Thread: GiST: memory allocation, cleanup

GiST: memory allocation, cleanup

From
Neil Conway
Date:
Attached is a patch that makes some cleanups and improvements to GiST,
as well as a few semi-related cleanups. Changes:

- previously, GiST did not make any use of the backend's memory context
infrastructure. This made implementing indexes using GiST unnecessarily
difficult and fragile: if your implementation of a GiST method leaked
memory, this could result in a potentially large memory leak in
PostgreSQL itself. This patch changes GiST so that all invocations of
used-defined GiST methods are done within a short-lived memory context.
In practice, this means GiST implementors need not use pfree, unless
they are doing a _lot_ of allocations in their method implementations.

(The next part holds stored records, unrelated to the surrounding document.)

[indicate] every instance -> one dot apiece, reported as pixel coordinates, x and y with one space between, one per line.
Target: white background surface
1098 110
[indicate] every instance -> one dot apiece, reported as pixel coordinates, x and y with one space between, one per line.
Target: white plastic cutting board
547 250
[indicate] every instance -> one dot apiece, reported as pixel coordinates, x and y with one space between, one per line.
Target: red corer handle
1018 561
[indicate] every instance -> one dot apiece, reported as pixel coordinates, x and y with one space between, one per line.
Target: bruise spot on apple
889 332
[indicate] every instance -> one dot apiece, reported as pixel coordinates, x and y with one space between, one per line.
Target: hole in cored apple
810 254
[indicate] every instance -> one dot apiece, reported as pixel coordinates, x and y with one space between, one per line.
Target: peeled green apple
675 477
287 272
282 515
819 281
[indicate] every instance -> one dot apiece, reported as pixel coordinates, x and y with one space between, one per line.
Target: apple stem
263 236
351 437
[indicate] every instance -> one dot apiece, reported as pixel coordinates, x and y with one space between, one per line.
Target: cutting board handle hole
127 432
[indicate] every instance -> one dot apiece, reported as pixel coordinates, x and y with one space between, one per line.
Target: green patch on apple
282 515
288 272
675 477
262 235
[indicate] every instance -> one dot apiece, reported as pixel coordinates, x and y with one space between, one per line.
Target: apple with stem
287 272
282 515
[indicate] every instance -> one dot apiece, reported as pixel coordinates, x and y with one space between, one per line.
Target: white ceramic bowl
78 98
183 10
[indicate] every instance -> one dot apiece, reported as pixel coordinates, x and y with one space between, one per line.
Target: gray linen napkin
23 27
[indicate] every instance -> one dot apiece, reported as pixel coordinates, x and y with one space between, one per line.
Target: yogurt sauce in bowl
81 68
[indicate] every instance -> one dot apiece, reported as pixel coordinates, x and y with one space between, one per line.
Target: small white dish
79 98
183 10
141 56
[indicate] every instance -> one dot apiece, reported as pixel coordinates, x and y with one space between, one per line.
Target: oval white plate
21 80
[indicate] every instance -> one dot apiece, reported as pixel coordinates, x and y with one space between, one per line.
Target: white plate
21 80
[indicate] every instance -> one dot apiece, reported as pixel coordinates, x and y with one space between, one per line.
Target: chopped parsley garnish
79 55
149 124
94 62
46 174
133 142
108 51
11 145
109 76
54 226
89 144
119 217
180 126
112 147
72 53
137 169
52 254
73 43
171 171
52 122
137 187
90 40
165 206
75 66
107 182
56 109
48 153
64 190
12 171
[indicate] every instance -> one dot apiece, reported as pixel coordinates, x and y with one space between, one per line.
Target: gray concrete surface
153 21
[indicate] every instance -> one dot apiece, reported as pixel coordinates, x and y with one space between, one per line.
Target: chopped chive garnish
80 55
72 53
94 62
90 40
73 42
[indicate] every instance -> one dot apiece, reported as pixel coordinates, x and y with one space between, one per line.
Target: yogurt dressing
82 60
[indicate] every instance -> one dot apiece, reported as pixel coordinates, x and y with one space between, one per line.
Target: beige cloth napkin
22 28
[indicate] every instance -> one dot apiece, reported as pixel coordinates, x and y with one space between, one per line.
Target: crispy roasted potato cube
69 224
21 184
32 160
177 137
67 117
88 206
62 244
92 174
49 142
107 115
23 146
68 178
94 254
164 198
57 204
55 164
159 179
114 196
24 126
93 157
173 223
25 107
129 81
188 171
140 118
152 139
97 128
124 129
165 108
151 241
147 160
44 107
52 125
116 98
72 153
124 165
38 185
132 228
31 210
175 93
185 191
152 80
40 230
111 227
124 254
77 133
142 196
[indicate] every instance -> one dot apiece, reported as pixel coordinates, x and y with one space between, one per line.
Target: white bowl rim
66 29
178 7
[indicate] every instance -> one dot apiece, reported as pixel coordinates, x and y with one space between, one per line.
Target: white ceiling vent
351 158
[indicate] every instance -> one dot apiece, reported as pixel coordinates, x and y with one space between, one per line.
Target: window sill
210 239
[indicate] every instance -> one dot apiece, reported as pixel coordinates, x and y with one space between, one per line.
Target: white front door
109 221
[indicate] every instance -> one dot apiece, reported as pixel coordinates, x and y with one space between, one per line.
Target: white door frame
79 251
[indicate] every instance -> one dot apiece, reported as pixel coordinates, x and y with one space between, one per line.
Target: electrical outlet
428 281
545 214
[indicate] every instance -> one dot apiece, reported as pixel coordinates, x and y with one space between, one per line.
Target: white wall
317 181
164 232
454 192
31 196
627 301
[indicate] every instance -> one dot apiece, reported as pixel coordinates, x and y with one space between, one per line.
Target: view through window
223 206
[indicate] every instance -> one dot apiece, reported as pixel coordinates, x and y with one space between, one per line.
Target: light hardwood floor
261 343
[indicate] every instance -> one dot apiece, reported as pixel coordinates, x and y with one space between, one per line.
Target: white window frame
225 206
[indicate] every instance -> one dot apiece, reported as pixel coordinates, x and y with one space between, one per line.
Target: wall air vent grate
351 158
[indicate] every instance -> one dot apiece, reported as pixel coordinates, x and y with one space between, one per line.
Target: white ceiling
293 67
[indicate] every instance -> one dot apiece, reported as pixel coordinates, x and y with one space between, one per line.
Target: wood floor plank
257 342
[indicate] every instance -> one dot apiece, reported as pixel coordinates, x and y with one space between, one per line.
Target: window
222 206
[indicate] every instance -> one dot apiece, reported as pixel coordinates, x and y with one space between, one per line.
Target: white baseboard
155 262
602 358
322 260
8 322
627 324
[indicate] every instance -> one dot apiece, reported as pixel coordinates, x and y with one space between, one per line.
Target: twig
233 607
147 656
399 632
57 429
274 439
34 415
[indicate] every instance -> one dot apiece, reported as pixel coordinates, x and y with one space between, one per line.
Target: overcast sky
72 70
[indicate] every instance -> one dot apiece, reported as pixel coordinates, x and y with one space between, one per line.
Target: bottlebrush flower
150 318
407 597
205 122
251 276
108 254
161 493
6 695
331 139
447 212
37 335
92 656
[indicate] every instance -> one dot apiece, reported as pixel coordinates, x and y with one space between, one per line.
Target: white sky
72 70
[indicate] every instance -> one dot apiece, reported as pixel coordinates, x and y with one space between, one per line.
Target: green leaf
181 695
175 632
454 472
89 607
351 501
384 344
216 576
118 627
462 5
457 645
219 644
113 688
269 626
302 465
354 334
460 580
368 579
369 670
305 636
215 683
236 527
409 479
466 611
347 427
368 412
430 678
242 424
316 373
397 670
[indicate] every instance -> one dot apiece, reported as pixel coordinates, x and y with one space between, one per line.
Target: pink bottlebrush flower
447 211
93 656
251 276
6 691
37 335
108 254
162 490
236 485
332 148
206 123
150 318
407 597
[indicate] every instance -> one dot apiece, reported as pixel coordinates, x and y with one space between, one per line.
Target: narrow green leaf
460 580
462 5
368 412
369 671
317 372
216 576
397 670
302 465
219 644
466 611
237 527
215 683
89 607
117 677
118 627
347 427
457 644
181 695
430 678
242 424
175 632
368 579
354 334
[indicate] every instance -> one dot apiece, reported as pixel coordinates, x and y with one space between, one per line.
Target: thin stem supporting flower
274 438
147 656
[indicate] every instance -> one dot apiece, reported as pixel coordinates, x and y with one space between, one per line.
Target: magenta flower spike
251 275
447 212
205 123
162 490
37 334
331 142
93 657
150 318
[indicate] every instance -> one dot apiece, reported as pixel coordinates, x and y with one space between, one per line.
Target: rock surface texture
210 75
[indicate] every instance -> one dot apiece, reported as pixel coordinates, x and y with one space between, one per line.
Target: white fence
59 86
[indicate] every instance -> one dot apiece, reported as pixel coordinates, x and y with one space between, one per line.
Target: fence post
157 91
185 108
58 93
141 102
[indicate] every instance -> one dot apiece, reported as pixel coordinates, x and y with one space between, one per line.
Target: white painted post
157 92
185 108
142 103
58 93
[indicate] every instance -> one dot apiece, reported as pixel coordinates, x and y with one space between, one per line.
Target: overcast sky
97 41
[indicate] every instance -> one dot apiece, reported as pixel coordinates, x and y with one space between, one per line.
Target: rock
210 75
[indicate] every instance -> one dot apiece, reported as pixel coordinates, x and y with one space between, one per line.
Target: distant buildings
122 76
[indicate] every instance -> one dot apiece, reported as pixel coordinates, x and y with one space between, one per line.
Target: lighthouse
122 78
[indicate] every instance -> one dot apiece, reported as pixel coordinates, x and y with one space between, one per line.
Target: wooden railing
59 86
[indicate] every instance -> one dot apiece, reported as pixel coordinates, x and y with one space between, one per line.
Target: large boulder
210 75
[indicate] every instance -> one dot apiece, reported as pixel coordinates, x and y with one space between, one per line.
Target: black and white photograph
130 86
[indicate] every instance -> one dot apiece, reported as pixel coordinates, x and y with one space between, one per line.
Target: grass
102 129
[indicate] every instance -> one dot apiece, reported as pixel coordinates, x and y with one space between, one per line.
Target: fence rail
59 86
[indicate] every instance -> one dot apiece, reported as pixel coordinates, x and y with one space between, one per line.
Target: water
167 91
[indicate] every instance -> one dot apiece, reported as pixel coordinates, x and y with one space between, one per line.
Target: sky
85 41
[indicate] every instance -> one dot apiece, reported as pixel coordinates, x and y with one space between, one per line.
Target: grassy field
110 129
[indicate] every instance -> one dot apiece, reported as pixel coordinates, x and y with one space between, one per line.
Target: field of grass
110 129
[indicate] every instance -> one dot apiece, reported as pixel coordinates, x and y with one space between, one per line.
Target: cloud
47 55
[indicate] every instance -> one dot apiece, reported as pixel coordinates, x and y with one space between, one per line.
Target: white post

As part of this work, memory contexts were also used to cleanup a lot of
ugly and difficult to maintain memory management code in gist.c itself.

QUESTION: given a ScanKey for an index scan, GiST overwrites the
ScanKey's sk_func to point to the user-defined Consistent method
(gistrescan() in gistscan.c). When doing a GiST index scan we can ensure
that the sk_func is invoked in a short-lived memory context
(gistfindnext() in gistget.c). Is it safe to assume that anywhere else
in the backend that invokes the ScanKey's sk_func, it is done in a
short-lived memory context?

- previously, src/include/access/gist.h included both the "public" API
that is intended for use by GiST implementors as well as declarations
for the GiST implementation itself. I've created a new header file
"gist_private.h" and moved the latter declarations there.

- remove some "extern" keywords from function definitions in
contrib/btree_gist, and do some more minor code cleanup there

- minor GiST documentation cleanup

- mark the array that indicates NULLs that is passed to
index_formtuple() as 'const', and fix the resulting fallout

- after doing an index build, there was previously a long comment and a
few lines of code that used the # of index tuples and heap tuples
(computed by the index build) to update the optimizer's statistics. This
code was duplicated 4 times (once for each type of index); I added a
function called IndexUpdateStats() in catalog/index.c and changed each
index's build function to call that function.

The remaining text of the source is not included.